All Terrain Thinking

A Compendium of things I think are Important

 

Economics: It's not just whats' in your wallet

Questions of the Day
1970s: Money and the Economy

1.  "Inflation is always a monetary phenomenon" because inflation is caused by "too many dollars chasing too few goods." What is the story here? How are these statements related to Friedman's comments that there is a "close, regular, predictable relationship between the quantity of money, national income, and prices...?"

2. Keynes' identified a speculative demand for money in addition to the transactions demand that had been identified by the Classical economists.   What would happen to the "opportunity cost" of holding money as interest rates rose? What would the money demand curve look like and how would you use the ms - Md diagram to demonstrate the impact of an increase in the money supply?

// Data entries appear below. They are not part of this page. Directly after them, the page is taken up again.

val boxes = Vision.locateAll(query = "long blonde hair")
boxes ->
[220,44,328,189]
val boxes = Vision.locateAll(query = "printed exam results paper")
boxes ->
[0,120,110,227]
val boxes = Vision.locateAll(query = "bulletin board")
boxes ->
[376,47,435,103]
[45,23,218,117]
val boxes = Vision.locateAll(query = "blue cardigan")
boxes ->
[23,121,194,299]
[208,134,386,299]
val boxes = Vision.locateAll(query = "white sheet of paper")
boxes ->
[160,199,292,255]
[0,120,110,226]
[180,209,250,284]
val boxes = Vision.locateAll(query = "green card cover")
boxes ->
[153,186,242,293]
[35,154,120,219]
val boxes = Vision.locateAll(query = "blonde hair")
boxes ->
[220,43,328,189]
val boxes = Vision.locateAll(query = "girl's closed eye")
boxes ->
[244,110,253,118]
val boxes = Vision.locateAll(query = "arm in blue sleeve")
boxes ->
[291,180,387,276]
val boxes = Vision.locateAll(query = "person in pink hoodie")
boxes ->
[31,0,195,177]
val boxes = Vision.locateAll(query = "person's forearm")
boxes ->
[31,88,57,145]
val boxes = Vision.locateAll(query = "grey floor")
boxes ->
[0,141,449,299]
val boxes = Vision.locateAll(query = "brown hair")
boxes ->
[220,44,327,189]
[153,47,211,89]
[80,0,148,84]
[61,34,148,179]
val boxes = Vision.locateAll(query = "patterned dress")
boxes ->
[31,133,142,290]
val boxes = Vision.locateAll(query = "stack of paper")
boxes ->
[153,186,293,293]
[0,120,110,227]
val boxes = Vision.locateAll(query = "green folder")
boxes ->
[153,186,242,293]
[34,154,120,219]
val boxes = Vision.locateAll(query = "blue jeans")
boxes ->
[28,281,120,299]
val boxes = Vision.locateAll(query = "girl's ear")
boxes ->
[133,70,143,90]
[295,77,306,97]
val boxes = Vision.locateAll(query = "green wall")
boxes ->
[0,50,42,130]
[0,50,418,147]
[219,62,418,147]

3. If the US economy found itself in a very severe recession, you can be assured that politicians would be falling over themselves trying to push for their own cure. Please explain how one might justify the use of fiscal and monetary policy to help the economy out of the recession.

4. What is the significance of the statement: "Long after the Pope is gone, you'll remember this?"  What is the event / change in policy that is being referred to?  Please show the change using a simple Ms-Md diagram that you can use to show the policy dilemma facing the Fed.

5. If I discover that consumption of automobiles is more sensitive to changes in the interest rate than previously thought, what impact will this have on policy makers' views of the relative effectiveness of monetary and fiscal policy?

6. Determine, with the aid of the traditional AS-AD diagram (positive and negative slopes), the impact of the following on income and the price level.

  • a. A Fed open market purchase of securities.
  • b. An increase in bank holdings of excess reserves.
  • c. A reduction in the discount rate

7. Describe the differences between the Monetarists and Keynesians with regard to their views concerning:

  • a. the AS curve
  • b. the lags in monetary and fiscal policy
  • c. the proper targets for the Fed's policies
  • d. the extent of crowding out

8. Forecasting is always difficult-especially when it is for the future. It made sense when I first heard it. But can we forecast? Can we anticipate? Let's try. Please use the 'model' we discussed in class to explain the impact of the following possible headlines on the US economy. More specifically, I am interested in forecasts of output and inflation. 

  • a. "Japan emerges from a long recession"
  • b. "Fed decides to raise interest rates"

9. Do expectations matter? How does the formation of expectations alter one's perception of the potential effectiveness of macro policy? What are the implications of rational expectations?